Both cases go to show that when it comes to sharing any of your personal details—especially financial details—you should take special precautions.
Stolen Credit Cards Flood Black Market
After the successful breach of Target’s database, the people behind the attack didn’t waste any time offering the stolen credit card information up for sale. Within a week, reports of stolen credit card numbers flooding into the black market were already circulating. If your card details were stolen, they may have been sold to someone who plans to use the information to make purchases with your money, or steal your identity.
In response, companies all over the world are scrambling to protect themselves. The sale of insurance against cyber attacks has spiked.
In this day and age, even if you don’t shop online, your financial details are still exposed, because whenever you use a credit card, chances are the company you’re shopping with is making that transaction through online channels. That means you could become the victim of a cyber attack.
We all need to be proactive when it comes to keeping our finances safe.
Fortunately, there are some simple, common sense steps you can take to reduce your chance of exposure.
Three Easy Ways to Protect
Yourself From Cyber Crime
Cyber crime is on the rise, so we recommend that you pay in cash when you can.

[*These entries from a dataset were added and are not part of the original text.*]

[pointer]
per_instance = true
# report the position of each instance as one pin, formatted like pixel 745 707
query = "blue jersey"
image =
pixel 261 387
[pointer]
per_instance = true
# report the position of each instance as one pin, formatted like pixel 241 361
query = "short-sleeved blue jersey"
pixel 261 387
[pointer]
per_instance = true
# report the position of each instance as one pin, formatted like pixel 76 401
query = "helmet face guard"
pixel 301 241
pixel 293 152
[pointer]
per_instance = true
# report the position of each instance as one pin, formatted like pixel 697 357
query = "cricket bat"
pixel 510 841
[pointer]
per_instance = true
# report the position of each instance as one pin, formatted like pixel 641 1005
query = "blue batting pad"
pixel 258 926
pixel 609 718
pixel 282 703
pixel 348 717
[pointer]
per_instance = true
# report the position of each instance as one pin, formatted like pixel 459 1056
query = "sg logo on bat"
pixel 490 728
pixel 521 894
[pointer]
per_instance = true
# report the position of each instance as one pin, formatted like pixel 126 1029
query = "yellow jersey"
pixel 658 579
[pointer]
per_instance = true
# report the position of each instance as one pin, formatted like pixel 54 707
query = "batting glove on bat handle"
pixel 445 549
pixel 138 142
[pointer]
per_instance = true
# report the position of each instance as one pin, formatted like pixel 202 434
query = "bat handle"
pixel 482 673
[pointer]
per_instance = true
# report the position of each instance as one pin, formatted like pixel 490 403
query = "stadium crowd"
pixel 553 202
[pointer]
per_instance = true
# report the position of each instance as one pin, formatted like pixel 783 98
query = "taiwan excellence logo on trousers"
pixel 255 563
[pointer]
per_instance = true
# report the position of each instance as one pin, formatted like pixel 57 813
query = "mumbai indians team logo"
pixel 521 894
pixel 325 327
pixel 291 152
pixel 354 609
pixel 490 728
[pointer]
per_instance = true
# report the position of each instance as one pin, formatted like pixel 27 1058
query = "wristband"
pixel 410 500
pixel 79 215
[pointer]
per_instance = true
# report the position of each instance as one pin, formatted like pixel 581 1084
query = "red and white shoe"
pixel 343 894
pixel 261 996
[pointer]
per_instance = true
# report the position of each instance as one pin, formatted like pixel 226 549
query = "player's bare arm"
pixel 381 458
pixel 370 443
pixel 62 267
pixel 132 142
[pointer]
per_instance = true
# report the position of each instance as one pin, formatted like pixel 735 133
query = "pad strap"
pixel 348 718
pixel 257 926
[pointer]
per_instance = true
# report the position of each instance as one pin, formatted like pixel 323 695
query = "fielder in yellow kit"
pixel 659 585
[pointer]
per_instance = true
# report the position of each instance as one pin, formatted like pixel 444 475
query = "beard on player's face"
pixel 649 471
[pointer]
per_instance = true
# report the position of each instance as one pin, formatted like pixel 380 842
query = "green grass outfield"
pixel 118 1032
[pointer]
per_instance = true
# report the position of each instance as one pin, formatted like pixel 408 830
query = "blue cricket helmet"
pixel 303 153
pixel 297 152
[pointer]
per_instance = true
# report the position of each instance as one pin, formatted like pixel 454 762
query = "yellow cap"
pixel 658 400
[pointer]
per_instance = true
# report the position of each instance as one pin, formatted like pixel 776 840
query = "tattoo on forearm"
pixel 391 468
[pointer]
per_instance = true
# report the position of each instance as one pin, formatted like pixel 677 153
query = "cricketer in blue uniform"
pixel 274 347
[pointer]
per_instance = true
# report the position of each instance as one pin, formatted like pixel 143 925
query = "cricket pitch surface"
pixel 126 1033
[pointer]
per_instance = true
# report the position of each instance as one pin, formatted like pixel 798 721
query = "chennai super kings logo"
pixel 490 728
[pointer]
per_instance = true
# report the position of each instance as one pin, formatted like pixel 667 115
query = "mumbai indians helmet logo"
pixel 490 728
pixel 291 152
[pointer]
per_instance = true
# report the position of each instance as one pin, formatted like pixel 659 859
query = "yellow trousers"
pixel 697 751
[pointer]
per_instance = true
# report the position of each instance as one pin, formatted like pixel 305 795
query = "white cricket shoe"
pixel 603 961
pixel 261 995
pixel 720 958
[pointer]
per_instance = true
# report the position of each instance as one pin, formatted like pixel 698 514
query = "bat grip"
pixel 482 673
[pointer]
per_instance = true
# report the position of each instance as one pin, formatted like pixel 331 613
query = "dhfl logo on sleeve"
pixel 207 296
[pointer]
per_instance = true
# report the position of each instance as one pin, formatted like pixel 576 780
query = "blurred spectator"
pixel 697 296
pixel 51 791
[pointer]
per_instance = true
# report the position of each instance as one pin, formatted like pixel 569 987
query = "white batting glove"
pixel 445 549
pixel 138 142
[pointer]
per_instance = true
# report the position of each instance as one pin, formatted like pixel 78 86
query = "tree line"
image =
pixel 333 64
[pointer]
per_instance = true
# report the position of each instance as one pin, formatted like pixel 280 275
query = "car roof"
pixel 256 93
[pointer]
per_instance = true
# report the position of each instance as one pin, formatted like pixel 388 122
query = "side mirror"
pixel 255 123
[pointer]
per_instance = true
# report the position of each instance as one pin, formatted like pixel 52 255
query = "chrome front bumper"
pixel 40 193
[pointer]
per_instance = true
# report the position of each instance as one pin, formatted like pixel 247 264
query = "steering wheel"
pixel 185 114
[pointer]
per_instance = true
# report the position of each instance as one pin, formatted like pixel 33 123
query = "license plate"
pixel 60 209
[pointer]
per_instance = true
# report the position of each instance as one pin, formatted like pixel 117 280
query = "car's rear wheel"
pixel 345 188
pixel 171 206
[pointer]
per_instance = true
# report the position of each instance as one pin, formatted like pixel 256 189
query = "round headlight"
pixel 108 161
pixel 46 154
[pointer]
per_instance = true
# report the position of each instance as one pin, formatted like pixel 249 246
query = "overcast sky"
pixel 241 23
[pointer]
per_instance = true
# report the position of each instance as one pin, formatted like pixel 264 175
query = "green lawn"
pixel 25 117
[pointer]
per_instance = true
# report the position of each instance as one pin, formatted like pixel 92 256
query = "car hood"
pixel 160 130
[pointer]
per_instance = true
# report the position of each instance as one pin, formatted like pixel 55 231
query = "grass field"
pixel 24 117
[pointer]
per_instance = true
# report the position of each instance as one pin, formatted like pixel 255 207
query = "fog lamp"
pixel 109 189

Pay in Cash: There’s a tradeoff between using cash and using plastic. On the one hand, making cash purchases insulates you from the kind of cyber attack that happened to Target customers. On the other hand, you take on more risk if you become the victim of a physical attack. If a thief steals your cash, it’s gone. If they steal your credit card, you can cancel the card to prevent serious financial damage.
Follow a few safety precautions, and you’ll avoid becoming an easy target for muggers and pickpockets:
- Don’t carry more cash than you need to.
- Carry your cash in hard-to-reach places—like the inside pocket of your jacket—rather than in a purse or a wallet in your back pocket.
- When you’re carrying cash, keep it in two places. Put a few bucks in your purse or wallet and the rest in an inside pocket. That way if you do get mugged, the thief will most likely take the obvious cash and leave the bigger amount untouched.
- Don’t draw attention to yourself by wearing expensive clothes or jewelry.
- Avoid situations that set off red flags—if something doesn’t feel right, it’s time to leave.
If you’re uncomfortable carrying cash, use a gift card instead.
Use a Gift Card: Gift cards are anonymous, so hackers can’t access any of your financial information beyond the gift card number, and like cash, the most you can lose is whatever you’re carrying with you.
These days you can pick up gift cards almost anywhere. Choose a gift card offered by a major credit card provider like VISA, MasterCard, or American Express, and you’ll be able to use the card at any business that accepts credit cards from the same company.
Gifts cards are not reloadable, so you need to keep track of how much is available on your card. Once it’s empty and you’re certain you don’t plan to return any of the purchases you made with the card, you can just throw it out.
Monitor your account activity often.
Monitor Your Accounts: This may seem like the most obvious advice in the world, but I’ve encountered enough people who don’t regularly check their accounts for unusual activity to know that it bears mentioning.
I suggest you review your accounts—checking, savings, and credit cards—once a week for strange charges. Most of the time, you won’t see anything out of the ordinary. But if you do see an odd charge, you will be able to call your bank immediately and inform them of the details. The quicker you can bring suspicious activity to their attention, the more they can do to protect you.
Cyber attacks are a part of everyday life now. Taking a proactive approach will help protect you, your identity, your credit rating, and your hard-earned money to stay safe from abuse by hackers and cyber thieves.